Defuddle
Article content extractor — converts web pages to clean Markdown.
Goals
Extract the full body text of articles from arbitrary URLs so the podcast pipeline has real source material to work with. The current pipeline only stores Raindrop excerpts (~35 words each), which leaves the essay writer hallucinating specifics rather than citing sources.
Verdict
Strong fit. It's the right tool for this slot: a focused, dependency-light content extractor built specifically for the web-clipper use case. The CLI makes integration trivial — npx defuddle parse <url> --markdown outputs exactly what we need. No browser required.
What makes it effective
- Readability-class extraction without Readability's aggression. Defuddle is more forgiving — it removes clutter (comments, sidebars, nav) while keeping more of the actual article body. Less risk of gutting a piece by over-trimming.
- Markdown output natively. Other extractors hand back HTML and require a second pass. Defuddle emits Markdown directly via
--markdown, which is what Antfly and the essay writer expect. - Rich metadata. Returns author, title, publish date, word count, and schema.org data alongside the text — all fields the podcast outline step could use.
- Node.js / Bun compatible. Works as a library with JSDOM or linkedom, so it can be called inline from
sources.tswithout shelling out. npxzero-install CLI. Easy to prototype without adding a dep.
Friction / pain points / surprises
Requires a DOM — can't call with raw HTML string in Bun without a shim. In the browser it uses document; in Node/Bun it needs JSDOM or linkedom as a peer dep. Not a blocker but requires two packages.
Won't defeat paywalls or JavaScript-rendered content. Defuddle extracts from fetched HTML — if the page requires auth or JavaScript to populate the article body, it gets the paywall page or a blank <main>. The Raindrop articles are Substack and a blog; Substack free posts are server-rendered and should be fine.

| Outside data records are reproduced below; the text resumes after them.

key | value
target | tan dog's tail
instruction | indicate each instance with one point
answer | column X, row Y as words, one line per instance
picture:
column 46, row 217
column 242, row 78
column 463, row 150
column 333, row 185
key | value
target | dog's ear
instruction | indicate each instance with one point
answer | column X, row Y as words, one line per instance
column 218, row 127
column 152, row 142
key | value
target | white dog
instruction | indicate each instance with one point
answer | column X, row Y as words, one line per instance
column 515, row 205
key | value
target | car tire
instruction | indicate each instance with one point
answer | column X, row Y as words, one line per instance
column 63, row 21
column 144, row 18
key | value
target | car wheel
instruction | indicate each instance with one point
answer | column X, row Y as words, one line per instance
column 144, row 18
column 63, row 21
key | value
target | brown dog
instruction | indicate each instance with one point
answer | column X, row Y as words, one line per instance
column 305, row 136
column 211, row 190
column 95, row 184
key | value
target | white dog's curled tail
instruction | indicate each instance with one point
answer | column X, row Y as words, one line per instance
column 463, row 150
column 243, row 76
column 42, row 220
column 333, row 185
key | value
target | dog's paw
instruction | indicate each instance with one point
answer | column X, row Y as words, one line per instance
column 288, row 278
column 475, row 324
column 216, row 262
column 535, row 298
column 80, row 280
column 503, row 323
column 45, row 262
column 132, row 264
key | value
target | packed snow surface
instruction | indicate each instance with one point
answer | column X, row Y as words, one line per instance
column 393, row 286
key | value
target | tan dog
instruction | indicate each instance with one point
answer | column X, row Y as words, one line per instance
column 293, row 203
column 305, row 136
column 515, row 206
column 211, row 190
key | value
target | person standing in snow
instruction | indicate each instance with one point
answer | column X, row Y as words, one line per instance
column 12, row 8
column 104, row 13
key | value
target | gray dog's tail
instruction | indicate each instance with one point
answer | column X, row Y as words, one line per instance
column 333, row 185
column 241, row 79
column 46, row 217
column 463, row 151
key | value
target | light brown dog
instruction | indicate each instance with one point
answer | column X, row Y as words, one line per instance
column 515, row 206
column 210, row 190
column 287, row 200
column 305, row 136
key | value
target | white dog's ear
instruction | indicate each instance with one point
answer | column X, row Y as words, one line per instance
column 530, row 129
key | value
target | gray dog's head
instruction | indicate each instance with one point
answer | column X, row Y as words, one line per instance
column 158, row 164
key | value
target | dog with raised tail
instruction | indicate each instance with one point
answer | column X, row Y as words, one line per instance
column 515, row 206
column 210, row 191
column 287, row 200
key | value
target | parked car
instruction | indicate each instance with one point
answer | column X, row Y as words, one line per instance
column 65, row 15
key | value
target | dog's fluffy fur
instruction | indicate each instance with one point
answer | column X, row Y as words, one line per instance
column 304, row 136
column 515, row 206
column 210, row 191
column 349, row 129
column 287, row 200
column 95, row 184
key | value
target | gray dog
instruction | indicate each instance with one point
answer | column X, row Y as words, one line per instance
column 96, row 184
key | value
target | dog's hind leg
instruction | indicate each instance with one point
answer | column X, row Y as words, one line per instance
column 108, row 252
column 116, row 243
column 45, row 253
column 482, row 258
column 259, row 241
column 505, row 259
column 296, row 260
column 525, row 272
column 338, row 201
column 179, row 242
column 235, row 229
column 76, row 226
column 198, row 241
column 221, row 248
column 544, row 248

May need --content-selector tuning for unusual page structures. Auto-detection works well for standard article layouts but can misfire on bespoke blog templates.
Integration path
In src/sources.ts, after fetching raindrop items, fetch each URL and pass the HTML to the Defuddle Node library, then store result.content (Markdown) instead of item.excerpt. This turns 103 words of metadata into potentially thousands of words of real source material.